Page 91 of Nash Falls
“Sure thing, Mr. Nash. Anything to help find Maggie. I’ll go right after my shift ends.”
Nash next drove to the Perkinses’ home. He knew them from some HOA meetings and neighborhood barbeques. He had learned that Phil Perkins had been a banker and his wife a Realtor.
A sleepy-looking Phil answered the door in his pajamas and robe. After Nash explained about Maggie being kidnapped and what Adams had told Nash, Phil said that no one, certainly not the police, had come to his house the previous night.
Phil said, “What the hell is going on?”
Nash had an idea about that, and it scared the crap out of him.
CHAPTER
45
NASH LEFT A MESSAGE ATthe number Detective Ramos had left with him asking the detective to call him as soon as possible. He then drove back to his house. Judith was locked in their bathroom and he could hear her weeping. He walked to Maggie’s room and stood looking at the police tape strung across it like some visible virus overtaking his world.
He texted Morris for an update and received a terse reply: Working it.
He was exhausted and not thinking clearly. He knew he really should get some sleep, but how can you rest when your child is missing? And he really wasn’t sure what he felt about Judith right now. The fact of her affair with Rhett, which would have crushed him under any other circumstances, seemed pushed to the far recesses of his emotional universe. All that mattered was Maggie.
Is this how quickly one’s life falls apart? Before my father’s funeral my world was perfect. Now, it’s been shattered into pieces so small I can’t recognize a single bit of it.
Hours later, his phone buzzed, waking him from where he had finally fallen deeply asleep on the family room couch. Morning light was coming in through the window.
Shock said, “Is it true? Maggie’s gone? I saw the news this morning.”
A groggy Nash said, “Yes. Someone broke into our house and took her.”
“You think it’s connected to your stuff?”
“It has to be.”
“Does Judith know about all that?”
“No. I haven’t told her. And there was something weird.”
“What?”
He told Shock about the fake cops and the so-called swatting attempt.
“That would make sense,” said Shock. “A way in through the gate, nobody would question them. She might have been drugged or dead and in the trunk on the way out.”
This comment made Nash collapse forward and a sob escaped his lips. He tried to cover the phone, but didn’t quite make it.
“Damn, I’m sorry, Walter. I shouldn’t have been that blunt. I was thinkin’ with my pro hat on, not my human one.”
“It’s nothing I haven’t been thinking myself,” replied Nash as he straightened and slumped back on the sofa.
“Let me dig around. I’ll get back to you.”
Nash stumbled to the kitchen, where sunlight was streaming in all the windows, and made some coffee. He sucked down the cup greedily, as though the caffeine would give him some superpower to aid him in locating Maggie.
Twenty minutes later Judith came down the stairs. She was dressed to the nines with full makeup, hair teased out and frothy, and a half-dozen jangling bracelets on each wrist.

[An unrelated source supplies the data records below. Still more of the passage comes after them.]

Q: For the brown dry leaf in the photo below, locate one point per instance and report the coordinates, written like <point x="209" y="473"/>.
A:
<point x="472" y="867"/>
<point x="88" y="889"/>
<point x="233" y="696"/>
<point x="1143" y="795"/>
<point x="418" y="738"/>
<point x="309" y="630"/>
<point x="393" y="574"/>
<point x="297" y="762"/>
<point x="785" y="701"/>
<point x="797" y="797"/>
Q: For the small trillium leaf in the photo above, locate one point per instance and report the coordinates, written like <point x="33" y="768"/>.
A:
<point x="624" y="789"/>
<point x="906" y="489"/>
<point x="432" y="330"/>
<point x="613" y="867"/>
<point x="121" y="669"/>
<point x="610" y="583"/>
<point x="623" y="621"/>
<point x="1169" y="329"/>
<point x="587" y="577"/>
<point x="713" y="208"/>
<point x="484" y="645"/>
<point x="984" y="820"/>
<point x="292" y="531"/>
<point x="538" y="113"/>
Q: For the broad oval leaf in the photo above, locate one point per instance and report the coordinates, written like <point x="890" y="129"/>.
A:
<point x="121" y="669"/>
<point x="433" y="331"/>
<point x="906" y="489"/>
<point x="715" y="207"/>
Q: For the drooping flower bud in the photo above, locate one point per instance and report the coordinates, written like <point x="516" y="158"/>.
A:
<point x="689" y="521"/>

She stopped on the bottom riser and eyed the unkempt and bloodshot-eyed Nash as he sat at the kitchen island in the clothes he’d slept in.
The only thing he could think of to say was “Going somewhere?”
She didn’t answer, but stepped into the kitchen, crossed the space, snagged a cup, and poured herself coffee. She leaned against a counter and drank it down.
Nash eyed her for a bit and then retreated into his own thoughts.